El sabor de las cerezas
4.
Lejos de América, en Irán, el señor Badii (Hamayoun Ershadi) atraviesa calles y plazas a bordo de su Land Rover. Al principio no sabemos qué es lo que busca exactamente. Cuando en su coche entra un joven soldado y llega a su lugar de destino en las montañas, al fin conoceremos su trágico propósito: que alguien le entierre cuando se haya suicidado.
Una premisa argumental sencilla, pero potente, sirve a Kiarostami como percha para trazar el viaje físico y emocional del abrumado señor Badii, individuo yermo y fantasmal, a la caza de alguien que pueda culminar su condena. A través de sus conversaciones en el interior del auto asistimos a un recital existencialista que bien hubiera rubricado Albert Camus. El relato hastiado y desmoralizado de Badii chocará irremediablemente con la opinión de sus acompañantes de viaje, encontrándose con el horror del joven cadete, la crítica que le hace el seminarista afgano o el intento de cambiar su perspectiva por parte del anciano taxidermista (Abdolrahman Bagheri), quien en el pasado también tuvo una tentativa de suicidio de la cual desistió tras saborear unas cerezas que brotaban de la rama del árbol desde el que pretendía colgarse.

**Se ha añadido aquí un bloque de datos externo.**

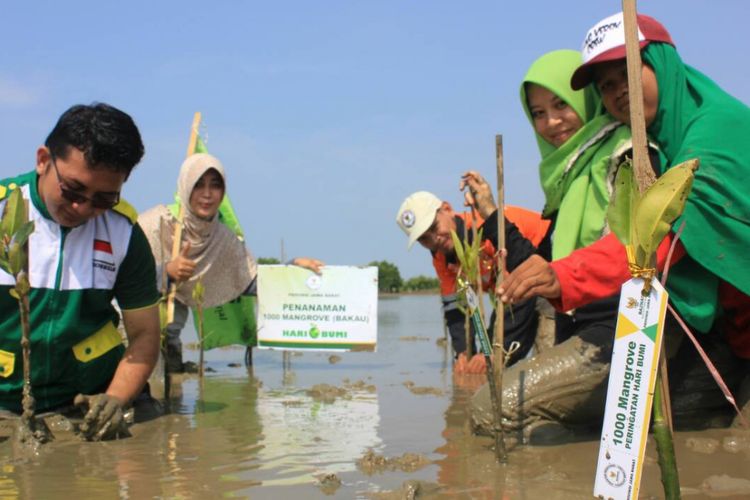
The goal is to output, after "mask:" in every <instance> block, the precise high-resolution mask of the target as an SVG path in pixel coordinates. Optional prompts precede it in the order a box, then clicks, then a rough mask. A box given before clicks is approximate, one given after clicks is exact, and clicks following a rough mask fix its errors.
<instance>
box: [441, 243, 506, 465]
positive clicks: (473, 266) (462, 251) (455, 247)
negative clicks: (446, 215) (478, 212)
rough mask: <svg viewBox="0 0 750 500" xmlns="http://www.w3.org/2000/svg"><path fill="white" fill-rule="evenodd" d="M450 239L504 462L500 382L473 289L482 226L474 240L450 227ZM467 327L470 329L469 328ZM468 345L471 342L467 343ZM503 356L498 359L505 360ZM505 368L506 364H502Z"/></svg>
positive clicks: (459, 286)
mask: <svg viewBox="0 0 750 500" xmlns="http://www.w3.org/2000/svg"><path fill="white" fill-rule="evenodd" d="M451 239H452V240H453V246H454V248H455V252H456V258H457V259H458V262H459V264H460V267H459V271H458V279H457V281H458V285H459V286H458V304H459V308H461V310H462V312H463V313H464V314H465V315H466V317H467V318H468V317H471V319H472V323H473V325H474V330H475V332H476V334H477V336H478V337H479V344H480V346H481V351H482V354H484V359H485V363H486V365H487V382H488V383H489V386H490V401H491V402H492V414H493V417H494V435H495V454H496V456H497V458H498V460H499V461H500V462H501V463H504V462H505V461H507V458H506V456H505V443H504V441H503V428H502V421H501V419H502V416H501V408H502V406H501V402H500V401H499V398H498V391H497V385H496V382H495V374H494V370H493V350H492V346H491V345H490V339H489V335H488V334H487V329H486V328H485V326H484V318H483V317H482V315H481V312H480V311H481V309H480V307H479V299H478V297H477V295H476V294H475V293H474V291H473V289H472V285H473V284H474V283H479V281H478V280H479V279H480V276H481V270H480V267H479V266H480V252H481V241H482V230H481V229H480V230H479V231H478V232H477V234H476V237H475V238H474V240H473V241H472V242H468V241H466V242H462V241H460V240H459V239H458V235H456V232H455V231H451ZM467 331H468V329H467ZM467 348H468V343H467ZM504 361H505V360H504V359H501V360H500V361H499V362H500V363H504ZM502 367H503V368H504V365H502Z"/></svg>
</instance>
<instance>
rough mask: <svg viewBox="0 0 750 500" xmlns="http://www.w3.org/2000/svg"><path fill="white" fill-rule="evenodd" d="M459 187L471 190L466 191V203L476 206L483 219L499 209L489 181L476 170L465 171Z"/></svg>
mask: <svg viewBox="0 0 750 500" xmlns="http://www.w3.org/2000/svg"><path fill="white" fill-rule="evenodd" d="M458 188H459V189H460V190H461V191H463V190H464V189H466V188H469V190H468V191H467V192H466V193H464V205H466V206H467V207H474V208H475V209H476V210H477V211H478V212H479V215H481V216H482V218H483V219H486V218H487V217H489V216H490V215H491V214H492V212H494V211H495V210H497V206H495V199H494V198H493V197H492V190H491V189H490V185H489V184H487V181H485V180H484V178H483V177H482V176H481V175H480V174H479V172H476V171H474V170H469V171H467V172H464V174H463V175H462V176H461V182H460V183H459V185H458Z"/></svg>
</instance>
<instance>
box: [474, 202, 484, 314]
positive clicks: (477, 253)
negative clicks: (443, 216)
mask: <svg viewBox="0 0 750 500" xmlns="http://www.w3.org/2000/svg"><path fill="white" fill-rule="evenodd" d="M477 216H478V213H477V211H476V209H475V208H474V207H473V206H472V207H471V237H472V238H473V240H472V241H476V240H477V225H476V220H477ZM474 286H475V287H476V289H477V297H479V314H481V315H482V319H483V320H485V321H486V319H487V317H486V316H485V315H484V289H483V288H484V287H483V286H482V250H481V244H480V250H479V253H477V282H476V283H474Z"/></svg>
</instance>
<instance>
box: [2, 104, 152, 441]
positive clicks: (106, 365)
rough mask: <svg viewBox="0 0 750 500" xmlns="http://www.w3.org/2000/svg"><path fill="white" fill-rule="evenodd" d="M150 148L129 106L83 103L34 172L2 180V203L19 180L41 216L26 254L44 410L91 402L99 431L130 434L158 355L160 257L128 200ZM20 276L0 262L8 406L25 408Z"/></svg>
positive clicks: (36, 358) (95, 437)
mask: <svg viewBox="0 0 750 500" xmlns="http://www.w3.org/2000/svg"><path fill="white" fill-rule="evenodd" d="M142 156H143V143H142V142H141V137H140V133H139V132H138V128H137V127H136V125H135V123H134V122H133V120H132V119H131V118H130V116H128V115H127V114H125V113H123V112H122V111H120V110H118V109H116V108H113V107H112V106H109V105H106V104H101V103H99V104H92V105H90V106H84V105H78V106H73V107H72V108H70V109H68V110H67V111H66V112H65V113H64V114H63V115H62V116H61V117H60V119H59V121H58V122H57V124H56V125H55V128H54V129H53V130H52V132H51V133H50V134H49V136H48V137H47V140H46V141H45V144H44V145H43V146H40V147H39V149H38V150H37V152H36V168H35V169H34V170H33V171H31V172H28V173H26V174H22V175H19V176H17V177H14V178H10V179H4V180H0V210H4V209H5V203H6V201H5V200H6V199H7V197H8V195H9V193H10V192H11V191H12V190H13V189H20V190H21V193H22V194H23V197H24V199H25V200H27V204H28V214H29V218H30V220H33V221H34V232H33V233H32V235H31V236H30V238H29V241H28V255H29V279H30V282H31V293H30V295H29V299H30V310H31V315H30V321H31V370H32V371H31V383H32V391H33V394H34V397H35V399H36V409H37V411H38V412H41V411H48V410H65V409H68V408H70V407H71V406H72V405H74V404H75V405H77V406H80V407H82V409H83V410H84V412H85V417H84V421H83V424H82V425H81V430H82V431H83V433H84V435H85V436H86V437H87V438H89V439H95V440H96V439H105V438H108V437H116V436H117V435H118V434H120V433H122V432H123V429H124V427H123V422H122V408H123V407H124V406H125V405H128V404H130V403H131V402H132V401H133V400H134V399H135V398H136V397H137V396H139V395H140V394H141V391H142V389H143V387H144V385H145V383H146V380H147V379H148V376H149V374H150V373H151V370H152V369H153V367H154V364H155V362H156V359H157V356H158V349H159V315H158V309H157V307H156V304H157V302H158V300H159V294H158V291H157V290H156V287H155V283H156V278H155V266H154V259H153V257H152V254H151V250H150V248H149V245H148V242H147V240H146V238H145V236H144V234H143V231H142V230H141V229H140V227H139V226H138V225H137V223H136V220H137V214H136V213H135V210H133V208H132V207H131V206H130V205H128V204H127V203H126V202H125V201H123V200H121V198H120V191H121V189H122V186H123V184H124V183H125V181H126V180H127V178H128V176H129V175H130V172H131V170H132V169H133V167H135V165H136V164H137V163H138V162H139V161H140V160H141V157H142ZM13 285H14V278H13V277H12V276H11V275H9V274H7V273H5V272H4V271H1V270H0V409H3V410H6V411H10V412H16V413H18V412H20V410H21V389H22V386H23V377H22V375H23V361H22V357H21V345H20V338H21V331H20V330H21V328H20V319H19V311H18V305H17V303H16V300H15V299H14V298H12V297H11V296H10V294H9V290H10V288H11V287H12V286H13ZM113 299H115V300H117V302H118V305H119V307H120V308H121V309H122V321H123V323H124V326H125V331H126V333H127V348H126V347H125V346H124V344H123V339H122V338H121V336H120V334H119V332H118V331H117V328H116V327H117V324H118V322H119V315H118V313H117V311H116V310H115V308H114V306H113V305H112V300H113Z"/></svg>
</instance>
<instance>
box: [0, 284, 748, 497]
mask: <svg viewBox="0 0 750 500" xmlns="http://www.w3.org/2000/svg"><path fill="white" fill-rule="evenodd" d="M379 322H380V324H379V342H378V352H376V353H364V352H363V353H342V354H338V356H339V357H340V359H338V358H337V359H336V360H335V362H332V361H331V353H306V354H304V355H291V356H288V358H287V360H286V361H285V360H284V356H283V355H282V353H280V352H278V351H257V352H256V353H255V365H254V367H253V369H252V370H251V371H250V372H248V371H247V370H246V369H245V368H244V367H242V366H241V363H242V357H243V351H242V350H239V349H227V350H214V351H210V352H208V353H207V360H208V365H209V367H210V368H212V369H213V370H215V372H211V373H208V374H207V376H206V378H205V380H204V383H203V385H202V386H201V384H199V382H198V380H197V378H195V377H194V376H188V377H185V378H183V379H181V380H176V381H175V386H174V388H173V389H174V397H173V398H172V400H171V401H170V408H171V413H169V414H168V415H166V416H163V417H160V418H157V419H155V420H152V421H149V422H145V423H142V424H137V425H135V426H133V427H132V433H133V437H132V438H129V439H125V440H121V441H117V442H106V443H81V442H79V441H77V440H75V439H73V438H72V436H69V435H67V436H66V435H65V433H64V432H58V439H57V441H56V442H54V443H52V444H50V445H46V446H44V447H43V449H42V451H41V453H40V454H39V456H37V457H34V458H32V459H21V458H18V457H17V456H16V455H15V454H14V452H13V450H12V447H11V444H10V441H5V442H3V443H0V461H1V462H2V463H1V464H0V497H2V498H14V497H22V498H82V499H85V498H124V499H129V498H134V499H141V498H215V497H217V496H234V497H251V498H358V497H359V498H409V497H411V496H413V495H416V496H419V494H422V495H424V496H425V497H429V498H508V499H516V498H518V499H536V498H545V499H546V500H553V499H580V498H590V497H591V490H592V488H593V476H594V471H595V467H596V465H595V460H596V455H597V442H596V440H588V441H582V442H578V443H571V444H566V445H562V446H548V447H534V448H530V447H526V448H520V449H517V450H514V451H513V452H512V453H511V454H510V463H509V464H508V465H506V466H499V465H497V464H496V463H495V461H494V455H493V452H492V450H491V449H490V445H491V444H492V443H491V439H488V438H482V437H474V436H471V435H470V434H469V432H468V418H467V413H466V410H467V406H468V400H469V397H470V395H471V394H472V391H473V390H474V389H475V388H476V387H478V385H479V384H481V383H482V382H483V379H482V377H477V376H465V377H463V378H461V379H457V380H454V378H453V377H452V375H451V365H450V355H449V353H448V352H447V351H446V349H445V348H444V347H441V346H440V345H439V344H438V343H437V342H436V341H437V340H438V339H439V338H442V337H443V329H442V322H441V318H440V307H439V301H438V299H437V297H435V296H415V297H401V298H392V299H385V300H381V302H380V314H379ZM186 333H188V332H186ZM191 335H194V334H188V336H187V338H186V339H185V340H186V341H187V342H190V341H191V340H192V339H191ZM186 354H187V357H188V358H193V359H196V360H197V353H196V352H188V353H186ZM238 363H239V364H240V366H237V364H238ZM230 365H231V366H230ZM676 446H677V454H678V464H679V466H680V474H681V481H682V485H683V496H685V497H686V498H714V497H721V498H750V435H748V433H742V432H740V431H736V430H735V431H731V430H727V429H725V430H714V431H706V432H700V433H690V434H688V433H681V434H678V435H677V436H676ZM655 456H656V455H655V450H654V449H653V447H649V449H648V452H647V465H646V468H645V471H644V479H643V483H642V495H641V497H642V498H661V497H662V496H663V495H662V493H661V488H660V484H659V478H658V467H657V465H656V463H655Z"/></svg>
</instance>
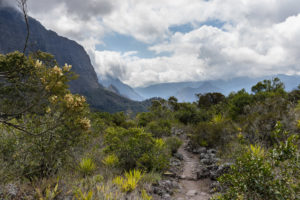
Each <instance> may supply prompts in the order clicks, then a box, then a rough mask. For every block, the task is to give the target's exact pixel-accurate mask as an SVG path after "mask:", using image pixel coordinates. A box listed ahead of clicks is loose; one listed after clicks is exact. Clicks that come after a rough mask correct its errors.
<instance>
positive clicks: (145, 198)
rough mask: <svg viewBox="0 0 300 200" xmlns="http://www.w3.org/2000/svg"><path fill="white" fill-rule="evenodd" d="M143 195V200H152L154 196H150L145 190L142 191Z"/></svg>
mask: <svg viewBox="0 0 300 200" xmlns="http://www.w3.org/2000/svg"><path fill="white" fill-rule="evenodd" d="M141 195H142V199H143V200H152V196H150V195H148V194H147V192H146V190H144V189H143V190H142V191H141Z"/></svg>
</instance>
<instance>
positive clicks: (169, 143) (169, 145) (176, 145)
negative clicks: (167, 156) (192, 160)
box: [166, 136, 183, 154]
mask: <svg viewBox="0 0 300 200" xmlns="http://www.w3.org/2000/svg"><path fill="white" fill-rule="evenodd" d="M182 143H183V142H182V141H181V139H180V138H178V137H176V136H173V137H168V138H167V139H166V145H167V146H168V149H170V151H171V153H172V154H174V153H176V152H177V150H178V149H179V147H180V146H181V145H182Z"/></svg>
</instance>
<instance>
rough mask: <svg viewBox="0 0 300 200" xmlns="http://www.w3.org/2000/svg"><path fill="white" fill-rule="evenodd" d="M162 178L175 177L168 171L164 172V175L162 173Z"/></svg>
mask: <svg viewBox="0 0 300 200" xmlns="http://www.w3.org/2000/svg"><path fill="white" fill-rule="evenodd" d="M163 176H167V177H173V178H175V177H176V174H175V173H173V172H170V171H166V172H165V173H163Z"/></svg>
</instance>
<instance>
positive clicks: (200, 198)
mask: <svg viewBox="0 0 300 200" xmlns="http://www.w3.org/2000/svg"><path fill="white" fill-rule="evenodd" d="M186 146H187V141H186V140H185V143H184V144H183V145H182V146H181V147H180V148H179V149H178V153H179V154H181V155H182V156H183V170H182V174H181V175H180V177H179V188H180V189H179V190H178V192H177V193H175V194H174V196H173V198H174V199H177V200H208V199H209V198H210V196H211V195H210V194H209V190H210V185H211V181H210V179H208V178H206V179H200V180H198V177H197V170H198V169H199V166H200V165H201V163H200V160H199V156H197V155H196V154H193V153H191V152H188V151H187V150H186V149H185V147H186Z"/></svg>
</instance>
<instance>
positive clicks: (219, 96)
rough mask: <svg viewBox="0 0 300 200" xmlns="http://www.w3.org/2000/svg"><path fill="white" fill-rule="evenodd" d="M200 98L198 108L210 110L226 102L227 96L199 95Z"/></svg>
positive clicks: (210, 93) (207, 93)
mask: <svg viewBox="0 0 300 200" xmlns="http://www.w3.org/2000/svg"><path fill="white" fill-rule="evenodd" d="M197 96H198V98H199V99H198V106H199V108H206V109H208V108H209V107H210V106H212V105H216V104H219V103H221V102H223V101H225V96H224V95H223V94H221V93H218V92H213V93H206V94H197Z"/></svg>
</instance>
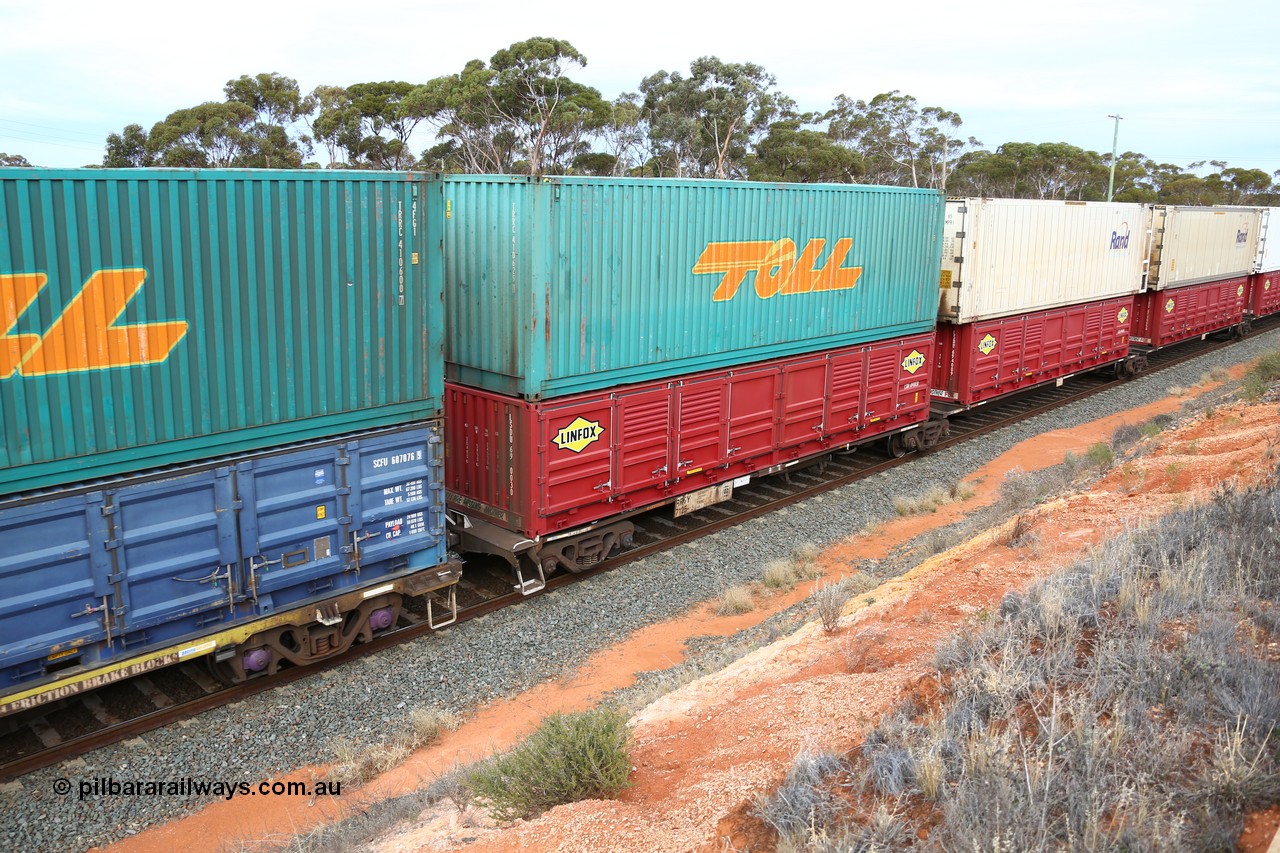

Posiblemente sea algo repetido hasta la saciedad, impreso en camisetas de diseño o en manuales de autoayuda, pero el hecho de que la felicidad, única meta y sentido de nuestra vida, se encuentre en las pequeñas cosas, se convierte en un lema que a menudo se nos escapa. Aplastados por los problemas cotidianos, martilleados por las opiniones de los demás y obcecados en fijarnos metas cuasi imposibles, las personas cada día somos más infelices. Es cierto que hay razones para ello. No hay más que mirar a nuestro alrededor y hacer balance de lo que nos ha sucedido a nosotros mismos, nos está sucediendo ahora y creemos que nos va a suceder. Pero también es cierto que debemos aprender a cambiar de mirada. Todos, sin excepción. Todos deberíamos replantearnos las cosas y aprovechar, o al menos intentar aprovechar, cada día el regalo de la vida. En tiempos como los que vivimos, El sabor de las cerezas se convierte en una cinta de necesario visionado y reflexión. Es cierto que su ritmo moroso y contemplativo hace de ella una película exigente, pero la sensación final es imposible de expresar. No hacen falta los espectaculares efectos especiales de 2001, tan solo un coche que serpentea por caminos zigzagueantes (típicos en la filmografía de Kiarostami) y el diálogo entre dos individuos con visiones opuestas en su interior (otro rasgo de su cine) para conmover al espectador.